Simplified table below:
ID | LPA_indx |
---|---|
13 | "LPA" |
13 | " NO LPA" |
13 | " NO LPA" |
14 | " NO LPA" |
14 | " NO LPA" |
14 | " NO LPA" |
14 | " NO LPA" |
16 | "LPA" |
16 | "LPA" |
16 | "LPA" |
I want to either change the LPA_indx column or create a new column that shows if any of the ID's has LPA.
Meaning, if even one of the LPA_indx for each ID number says LPA then I want it to show that for all of the rows for that ID. If none show it then I still want it to read "NO LPA". Any ideas? If it was a numeric value then I would think I can do a group by and a max() function, but I am unsure how to do it with strings like this.

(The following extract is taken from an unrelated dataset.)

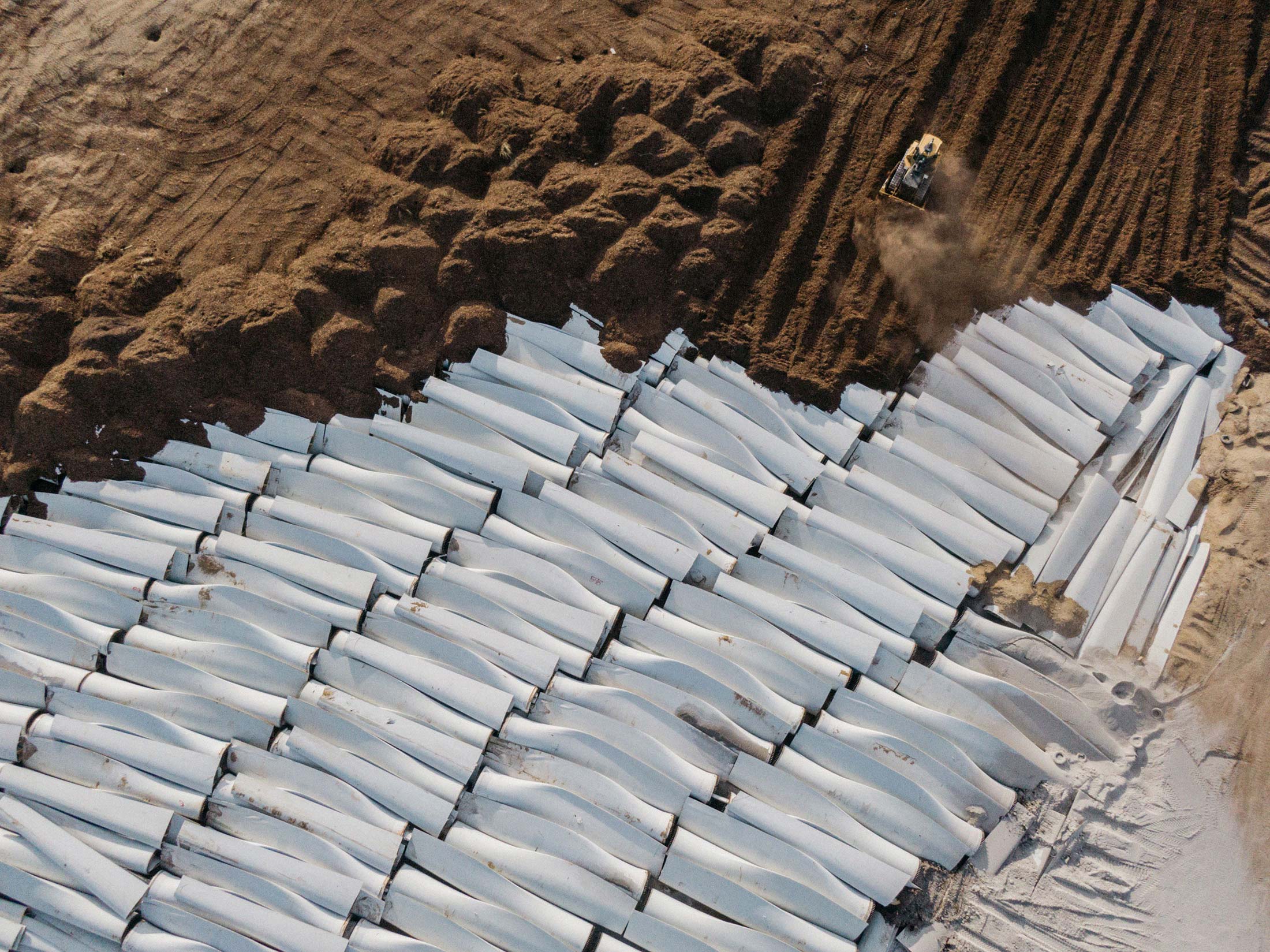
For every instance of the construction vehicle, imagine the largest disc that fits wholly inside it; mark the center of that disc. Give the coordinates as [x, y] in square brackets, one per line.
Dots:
[911, 181]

As one more clarifcation, below is the table I wish to output.
ID | LPA_indx |
---|---|
13 | "LPA" |
13 | "LPA" |
13 | "LPA" |
14 | " NO LPA" |
14 | " NO LPA" |
14 | " NO LPA" |
14 | " NO LPA" |
16 | "LPA" |
16 | "LPA" |
16 | "LPA" |
Thanks!
CodePudding user response:
You can use the FINDW() function inside a DoW Loop.
data want;
do _n_=1 by 1 until (last.id);
set have;
by id;
cond = 0;
if findw(lpa_indx, '"LPA"') then cond = 1;
sum=sum(sum, cond);
end;
do until (last.id);
set have;
by id;
if sum > 0 then lpa_indx = '"LPA"';
else lpa_indx = '" NO LPA"';
output;
end;
drop cond sum;
run;
id lpa_indx
13 "LPA"
13 "LPA"
13 "LPA"
14 " NO LPA"
14 " NO LPA"
14 " NO LPA"
14 " NO LPA"
16 "LPA"
16 "LPA"
16 "LPA"
CodePudding user response:
SQL allows you to apply the max/min function on character variables. Since LPA is before "NO LPA" it means you want the minimum in this case.
proc sql;
create table want as
select *, min(LPA_indx) as lpa_indx_min
from have
group by ID
order by ID;
quit;
From an efficiency view, I suspect the data step/DoW loop will run faster. From a maintenance view, the SQL is easier to understand. However, if you ever add new different codes then the data step is also better as it will still work and the SQL may not depending on the alphabetical order of the new code.